When to Use the Interpreter Pattern

  1. When domain rules can be naturally described as a small grammar.

  2. When rules need to be modifiable and composable at runtime.

  3. When you want a clear OO mapping from rules to an executable model (AST).

Common Use Cases

  1. Business Rule Engines:

    • Feature flags, eligibility checks, pricing rules.

  2. Filtering & Query DSLs:

    • Search filters (e.g., (isNew & !isArchived) | isPinned).

  3. Configuration/Workflow Languages:

    • Simple orchestration or validation logic.

  4. Expression Evaluators in Apps:

    • Spreadsheet-like formulas, in-app scripting of limited scope.
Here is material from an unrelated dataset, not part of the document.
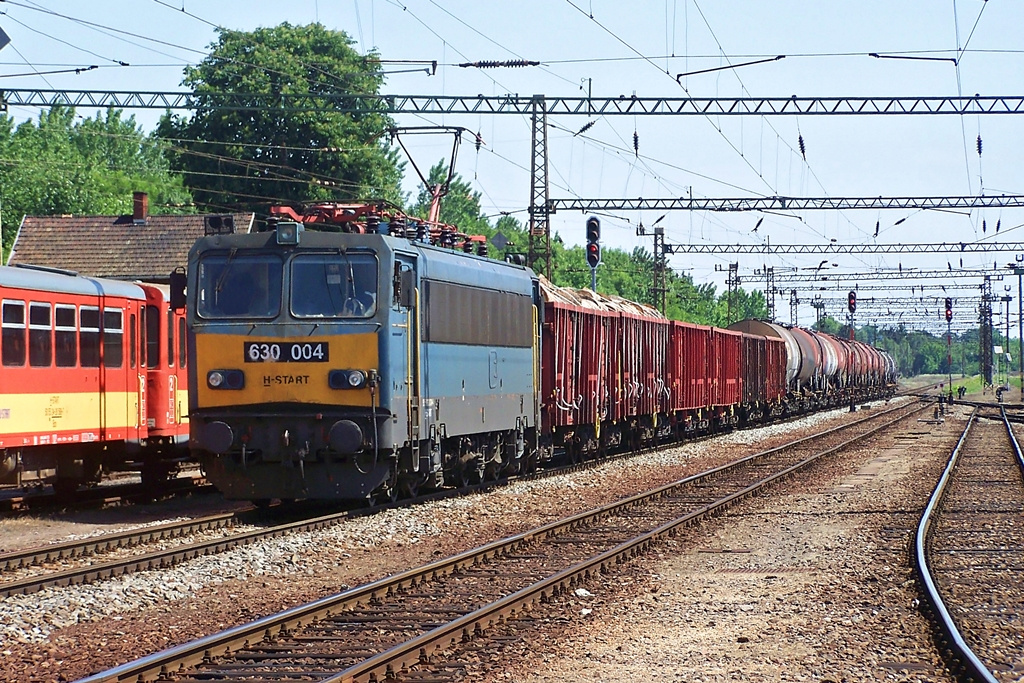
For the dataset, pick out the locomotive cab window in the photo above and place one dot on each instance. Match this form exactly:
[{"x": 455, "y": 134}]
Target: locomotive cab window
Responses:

Advantages and Disadvantages

Advantages

  1. Extensible:

    • Add new operations by adding classes; existing code remains closed to modification.

  2. Readable Domain Mapping:

    • Clear correspondence between grammar and class structure.

  3. Testable:

    • Each expression node can be unit-tested in isolation.

Disadvantages

  1. Class Proliferation:

    • Many small classes for nontrivial grammars.

  2. Performance:

    • Tree traversal and object allocation may be slower than specialized evaluators.

  3. Not for Large Languages:

    • Complex grammars are better served by parser generators/VMs.


Key Takeaways

The Interpreter Pattern models a small language as a composition of objects. It shines when you need simple, evolving grammars with first-class testability and extensibility. For large or performance-critical languages, reach for dedicated parsing tools or DSL frameworks instead.